İnsan faktörü yeniden öne çıkarılabilmeli
Nedir hekimden beklenen nitelik? Tıp okulları hangi yetkinliklere sahip hekimler yetiştirmeli? Bu soruların yanıtları için ABD, Kanada, İngiltere ve Avustralya başta olmak üzere hem sağlık, hem de tıp eğitimi alanındaki ulusal ve uluslararası kurum ve kuruluşlar çalışmalar, projeler yürütüyor ve öneriler, kriterler geliştiriyor. Gelinen nokta aşırı teknolojinin geri plana ittiği insan faktörünü yeniden öne çıkarabilmek olarak tanımlanabilir.
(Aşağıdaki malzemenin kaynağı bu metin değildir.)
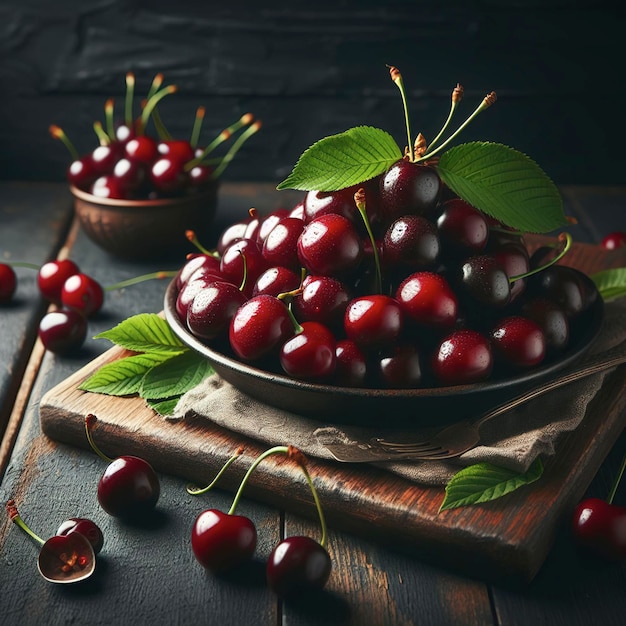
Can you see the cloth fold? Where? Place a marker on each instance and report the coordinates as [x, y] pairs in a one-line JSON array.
[[513, 440]]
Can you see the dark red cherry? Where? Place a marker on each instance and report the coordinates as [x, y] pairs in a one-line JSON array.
[[85, 527], [297, 564], [464, 356], [62, 331], [518, 342], [221, 542], [52, 276], [427, 299], [408, 188], [260, 326], [83, 294], [129, 487], [373, 321], [8, 282], [330, 245], [411, 241], [212, 308], [600, 528], [310, 353], [462, 228]]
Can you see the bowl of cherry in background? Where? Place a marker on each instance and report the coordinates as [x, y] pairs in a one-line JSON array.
[[442, 335], [140, 189]]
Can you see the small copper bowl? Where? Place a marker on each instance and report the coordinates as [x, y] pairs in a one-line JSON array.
[[145, 229]]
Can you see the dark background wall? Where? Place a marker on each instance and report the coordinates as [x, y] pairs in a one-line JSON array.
[[313, 68]]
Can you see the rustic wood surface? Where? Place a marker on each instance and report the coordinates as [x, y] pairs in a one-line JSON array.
[[147, 574]]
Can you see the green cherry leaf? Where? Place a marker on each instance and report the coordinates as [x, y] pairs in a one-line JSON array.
[[611, 283], [146, 332], [505, 184], [485, 482], [343, 160]]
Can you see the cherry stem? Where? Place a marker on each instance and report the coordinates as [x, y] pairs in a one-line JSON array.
[[108, 116], [225, 135], [90, 421], [130, 95], [140, 279], [457, 95], [58, 133], [197, 491], [396, 77], [568, 243], [197, 126], [299, 458], [18, 521], [360, 201], [613, 491], [487, 101]]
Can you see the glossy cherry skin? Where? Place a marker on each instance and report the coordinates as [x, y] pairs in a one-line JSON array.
[[8, 282], [330, 245], [259, 327], [221, 542], [464, 356], [427, 299], [297, 564], [310, 353], [407, 188], [614, 240], [62, 331], [52, 276], [212, 308], [85, 527], [600, 528], [518, 342], [129, 487], [373, 322], [83, 294]]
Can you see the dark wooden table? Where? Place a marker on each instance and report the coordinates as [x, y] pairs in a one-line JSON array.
[[147, 575]]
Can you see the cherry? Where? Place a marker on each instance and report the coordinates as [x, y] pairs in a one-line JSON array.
[[464, 356], [408, 188], [222, 541], [297, 563], [62, 331], [330, 245], [8, 282], [518, 342], [374, 321], [614, 240], [52, 276], [82, 293], [310, 353], [85, 527], [65, 558], [427, 299], [259, 327], [129, 486]]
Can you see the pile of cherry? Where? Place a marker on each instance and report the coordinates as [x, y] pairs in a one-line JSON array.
[[396, 283]]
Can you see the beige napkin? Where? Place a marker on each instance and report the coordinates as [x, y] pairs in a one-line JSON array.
[[513, 440]]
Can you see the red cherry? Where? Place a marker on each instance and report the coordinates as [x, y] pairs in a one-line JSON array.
[[8, 282], [221, 541], [297, 564], [82, 293], [600, 528], [52, 276]]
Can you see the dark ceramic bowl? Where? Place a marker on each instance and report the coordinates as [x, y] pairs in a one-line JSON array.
[[145, 229], [367, 407]]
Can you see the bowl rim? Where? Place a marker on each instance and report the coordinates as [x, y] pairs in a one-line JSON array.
[[588, 337], [85, 196]]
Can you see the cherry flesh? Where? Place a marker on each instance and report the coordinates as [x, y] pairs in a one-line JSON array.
[[222, 541], [297, 564]]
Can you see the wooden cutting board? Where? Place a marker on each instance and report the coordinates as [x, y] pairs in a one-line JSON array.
[[506, 540]]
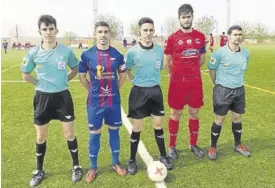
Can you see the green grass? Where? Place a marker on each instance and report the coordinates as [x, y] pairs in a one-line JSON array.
[[229, 170]]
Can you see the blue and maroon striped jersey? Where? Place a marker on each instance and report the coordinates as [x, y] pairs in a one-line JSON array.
[[103, 67]]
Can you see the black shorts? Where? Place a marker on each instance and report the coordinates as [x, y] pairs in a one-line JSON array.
[[48, 106], [145, 101], [225, 99]]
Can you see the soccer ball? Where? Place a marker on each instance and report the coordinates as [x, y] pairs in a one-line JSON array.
[[157, 171]]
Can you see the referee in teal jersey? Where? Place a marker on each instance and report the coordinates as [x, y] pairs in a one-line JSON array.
[[226, 68], [52, 99]]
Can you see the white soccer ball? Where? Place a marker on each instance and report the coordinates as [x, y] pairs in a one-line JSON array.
[[157, 171]]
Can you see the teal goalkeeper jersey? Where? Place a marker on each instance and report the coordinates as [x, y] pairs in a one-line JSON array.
[[146, 63], [50, 67], [230, 66]]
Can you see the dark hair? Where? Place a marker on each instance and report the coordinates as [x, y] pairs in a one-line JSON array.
[[102, 23], [47, 19], [185, 8], [234, 27], [145, 20]]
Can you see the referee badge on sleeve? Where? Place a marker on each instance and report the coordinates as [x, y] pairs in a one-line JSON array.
[[213, 61], [24, 62], [158, 64]]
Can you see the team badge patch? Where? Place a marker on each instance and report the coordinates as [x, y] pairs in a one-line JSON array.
[[99, 70], [189, 41], [213, 61], [24, 62], [180, 42]]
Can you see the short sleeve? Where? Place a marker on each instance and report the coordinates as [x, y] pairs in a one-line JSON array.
[[82, 68], [215, 60], [168, 46], [129, 60], [28, 64], [72, 61], [121, 64]]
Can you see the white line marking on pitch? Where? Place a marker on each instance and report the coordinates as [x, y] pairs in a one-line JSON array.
[[5, 70], [144, 154]]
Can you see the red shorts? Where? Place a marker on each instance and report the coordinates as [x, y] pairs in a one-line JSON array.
[[183, 93]]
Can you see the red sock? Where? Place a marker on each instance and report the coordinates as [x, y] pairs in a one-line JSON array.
[[173, 131], [194, 131]]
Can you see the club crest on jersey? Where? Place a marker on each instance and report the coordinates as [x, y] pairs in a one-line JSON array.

Üzerine odaklanılan temel değerler hasta odaklı bakım, iletişim ve profesyonel yaklaşımdır. Ekip çalışması ya da mesleklerarası işbirliği/eğitim öne çıkan kavramlar. Yaşamboyu öğrenen, eleştirel düşünen, bilgi teknolojilerini kullanabilen bir hekim profili çiziliyor. Geleneksel ders anlatılarına dayalı bir eğitim anlayışı yerini artık küçük gruplarda olguya dayalı çalışmaların yapıldığı öz-yönelimli eğitimlere bırakıyor.
Bu gelişmelerin sonunda hekimlerin hasta bakımı ve girişimsel beceriler, tıbbi bilgi, uygulamaya dayalı öğrenme ve gelişim, iletişim becerileri, profesyonel değerler ile sisteme dayalı uygulamalar başlıklarında yetkinliğe ulaşmış olması bekleniyor. (ACGME 2015). Bir başka yaklaşımla hekimlerin tıbbi bilgiye sahip olmanın yanı sıra iletişimci, işbirliği yapabilen, lider, sağlık savunucusu, bilim adamı ve profesyonel rollerini yerine getirecek donanıma sahip olması isteniyor.
Tanımlanan bu özellikler ve yeterlik alanları 21’inci yüzyıl hekimlerinden bu yüzyılın sağlık sistemleri içinde varolarak bu yüzyılın sağlık sorunlarıyla başa çıkmak için sahip olmaları beklenen nitelikleri ya da tıp eğitiminin çıktılarını oluşturuyor.
Nitelik için eğitim programlarının akreditasyonu önemli
Niteliğin belirli standartlar çerçevesinde sağlanması ve sürdürülmesi için de eğitim programlarının akreditasyonu önem kazandı. ABD ve Kanada’nın uygulamalarıyla öncü olduğu bu süreçte mezuniyet öncesi ve sonrası eğitim programları belirli sürelerle akredite ediliyor. ABD’de bu koşulları sağlayamayan eğitim programlarının öğrenci almasına izin verilmiyor.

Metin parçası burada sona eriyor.